So far we have examined only relationships in quantitative data. We can also examine relationships between categorical data.
Numerically we analyze categorical data with tables of counts, with each cell of the table containing a count of the observations having a particular combination of the categorical variables in question. We usually want to consider the joint distribution of the variables in question as well as the margins of the tables. The xtabs()
function can allow us to quickly construct join distribution tables using formula notation. xtabs(~ x + y, data = d)

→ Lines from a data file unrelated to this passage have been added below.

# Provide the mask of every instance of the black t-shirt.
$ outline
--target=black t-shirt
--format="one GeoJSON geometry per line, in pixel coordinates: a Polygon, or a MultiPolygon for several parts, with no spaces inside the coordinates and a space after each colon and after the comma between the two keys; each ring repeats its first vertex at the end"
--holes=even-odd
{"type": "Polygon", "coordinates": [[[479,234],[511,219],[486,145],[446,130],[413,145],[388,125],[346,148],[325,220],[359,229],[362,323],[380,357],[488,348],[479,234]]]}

will construct a table depending on variables x
and y
, with data stored in d
. One could extend this table to as many variables as desired; for example, xtabs(~ x + y + z, data = d)
constructs a three-dimensional array examining the relationship between variables x
, y
, and z
. When creating such an array, you may want to use the ftable()
function for viewing the information in the table in a more legible format. For example, if we saved the results of the earlier xtabs()
output in a variable tab
, ftable(tab, row.vars = 2, col.vars = c(1, 3))
will create a table where the variable associated with dimension 2 (y
) will be shown in rows, and the variables associated with dimensions 1 and 3 (x
and z
) are shown in the columns.
I demonstrate constructing tables this way below, exploring the Cars93
(MASS) data set.
# Two-way table exploring origin and type
tab1 <- xtabs(~Origin + Type, data = Cars93)
tab1
## Type
## Origin Compact Large Midsize Small Sporty Van
## USA 7 11 10 7 8 5
## non-USA 9 0 12 14 6 4
# A three-way table
tab2 <- xtabs(~Origin + Type + Cylinders, data = Cars93)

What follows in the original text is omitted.